DjVu is a web-centric format and software platform for distributing documents and images. DjVu can advantageously replace PDF, PS, TIFF, JPEG, and GIF for distributing scanned documents, digital documents, or high-resolution pictures. DjVu content downloads faster, displays and renders faster, looks nicer on a screen, and consume less client resources than competing formats. DjVu images display instantly and can be smoothly zoomed and panned with no lengthy re-rendering. DjVu is used by hundreds of academic, commercial, governmental, and non-commercial web sites around the world.

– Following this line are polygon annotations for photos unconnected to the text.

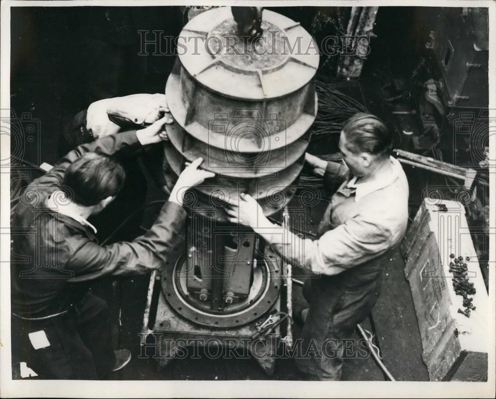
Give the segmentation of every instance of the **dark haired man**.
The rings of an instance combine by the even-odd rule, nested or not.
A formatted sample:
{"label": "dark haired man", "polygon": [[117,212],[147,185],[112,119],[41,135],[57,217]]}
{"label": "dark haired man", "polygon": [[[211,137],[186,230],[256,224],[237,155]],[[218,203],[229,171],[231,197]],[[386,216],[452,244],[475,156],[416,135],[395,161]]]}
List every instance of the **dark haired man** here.
{"label": "dark haired man", "polygon": [[[21,193],[12,226],[13,357],[46,379],[102,379],[130,358],[114,352],[107,304],[88,292],[105,275],[160,267],[182,232],[182,192],[213,174],[198,158],[181,173],[151,228],[131,242],[102,246],[87,221],[115,198],[125,178],[117,151],[165,139],[167,115],[138,131],[79,146]],[[124,216],[124,215],[123,215]]]}
{"label": "dark haired man", "polygon": [[324,183],[345,179],[331,199],[316,240],[283,232],[248,195],[239,208],[229,211],[231,221],[251,227],[290,263],[319,275],[304,286],[310,307],[294,312],[304,322],[302,353],[315,355],[297,359],[297,366],[311,379],[340,379],[341,339],[372,310],[380,293],[383,263],[405,234],[408,185],[399,162],[390,156],[391,145],[384,124],[361,113],[341,132],[344,165],[306,154]]}

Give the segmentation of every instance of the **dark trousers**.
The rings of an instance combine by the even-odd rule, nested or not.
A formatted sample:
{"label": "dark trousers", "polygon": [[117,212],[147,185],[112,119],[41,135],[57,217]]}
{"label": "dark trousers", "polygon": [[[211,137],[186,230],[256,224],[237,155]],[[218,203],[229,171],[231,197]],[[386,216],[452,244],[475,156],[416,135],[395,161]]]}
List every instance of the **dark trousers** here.
{"label": "dark trousers", "polygon": [[332,277],[307,280],[303,286],[310,305],[302,332],[302,356],[295,359],[311,379],[339,381],[343,366],[341,340],[369,315],[380,294],[379,276],[365,285],[350,288]]}
{"label": "dark trousers", "polygon": [[[35,349],[28,334],[41,331],[50,345]],[[107,379],[115,362],[108,306],[91,293],[58,316],[26,320],[12,316],[11,339],[12,363],[26,362],[42,379]]]}

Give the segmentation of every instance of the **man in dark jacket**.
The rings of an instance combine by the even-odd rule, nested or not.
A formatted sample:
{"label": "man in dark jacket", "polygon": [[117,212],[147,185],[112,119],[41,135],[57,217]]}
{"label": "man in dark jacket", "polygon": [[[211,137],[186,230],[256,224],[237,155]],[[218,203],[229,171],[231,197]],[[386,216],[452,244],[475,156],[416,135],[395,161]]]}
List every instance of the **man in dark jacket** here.
{"label": "man in dark jacket", "polygon": [[131,242],[99,245],[87,220],[108,205],[125,174],[118,151],[167,138],[170,116],[148,127],[78,146],[21,194],[12,220],[22,229],[12,244],[13,357],[42,378],[98,379],[124,367],[125,349],[114,352],[108,306],[88,292],[101,276],[142,273],[160,267],[183,232],[182,192],[213,174],[191,163],[145,234]]}

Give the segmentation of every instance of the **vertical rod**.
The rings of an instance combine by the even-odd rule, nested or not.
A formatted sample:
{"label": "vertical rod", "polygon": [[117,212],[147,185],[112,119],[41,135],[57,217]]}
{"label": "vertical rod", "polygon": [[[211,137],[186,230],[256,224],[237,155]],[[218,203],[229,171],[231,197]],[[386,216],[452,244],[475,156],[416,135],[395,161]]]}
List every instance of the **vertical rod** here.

DjVuLibre is an open source (GPL'ed) implementation of DjVu, including viewers, browser plugins, decoders, simple encoders, and utilities.
What's in DjVuLibre
DjVuLibre contains:
* a standalone viewer for X11 that is built with the Qt GUI toolkit, and a small program that makes the viewer behave like a plug-in for all major Web browsers on Unix (Netscape-4.x, Netscape-6.x, Mozilla, Galeon, Konqueror, and Opera). * a bunch of command line tools and scripts to create, manipulate and convert DjVu images and documents. * a C++ library around which all of the above is built. This library can be used to build new viewers, new utilities, new compression algorithms, and even new codecs. It could (should) also be used to enable popular open source packages to support DjVu (Gimp, ImageMagick,....).
Here is a non exhaustive list of the commands included with DjVuLibre:
* c44: a wavelet-based continuous-tone image encoder (à la JPEG-2000). * cjb2: single page encoder for bitonal images (black and white scans). * cpaldjvu: encoder for palettized images (a la GIF, but better). * bzz: a general-purpose data compressor (a la bzip2). * djvused: a powerful command interpreter for manipulating DjVu documents. * ddjvu: converts DjVu documents to PBM/PGM/PPM images. * djvudump: displays the structure of a DjVu file. * djvuextract: extracts chunks from a DjVu file. * djvumake: assemble chunks into a DjVu file * djvutxt: extract the "hidden text" from a previously OCRed DjVu document.
What's not in DjVuLibre
DjVu is a bit like MPEG in its asymmetry between the decoders and the encoders. Decoders and simple/experimental encoders are open sourced and included in DjVuLibre, but the best encoders (as of today) are owned by LizardTech Inc and kept proprietary. The smarts in the encoder can make a big difference in terms of file size and image quality. Building smart or specialized commercial DjVu encoders (and applications around them) is what companies like LizardTech do for a living.
LizardTech is in fact building its business around selling high-performance encoders, OCR, indexing tools, server software, OEM software development kits, customized systems, specialized viewers, and support. LizardTech builds its high-performance commercial compressors around four pieces of technologies:
* a fast and high-performance multipage bitonal document encoder (acquired from AT&T) * a foreground/background layer segmenter for scanned color documents (acquired from AT&T) * a direct converter from PS/PDF to DjVu (licensed from AT&T) * an OCR engine (licensed from a 3rd party).
Although it is conceivable that adequate open source replacements for these will eventually become available, the AT&T/LizardTech technologies listed above are not included in DjVuLibre. This means that, at the moment, certain types of document compressed with LizardTech's commercial compressors or with the on-line conversion services (such as Any2DjVu) will end up smaller (and in some cases higher-quality) than the ones compressed with the DjVuLibre encoders.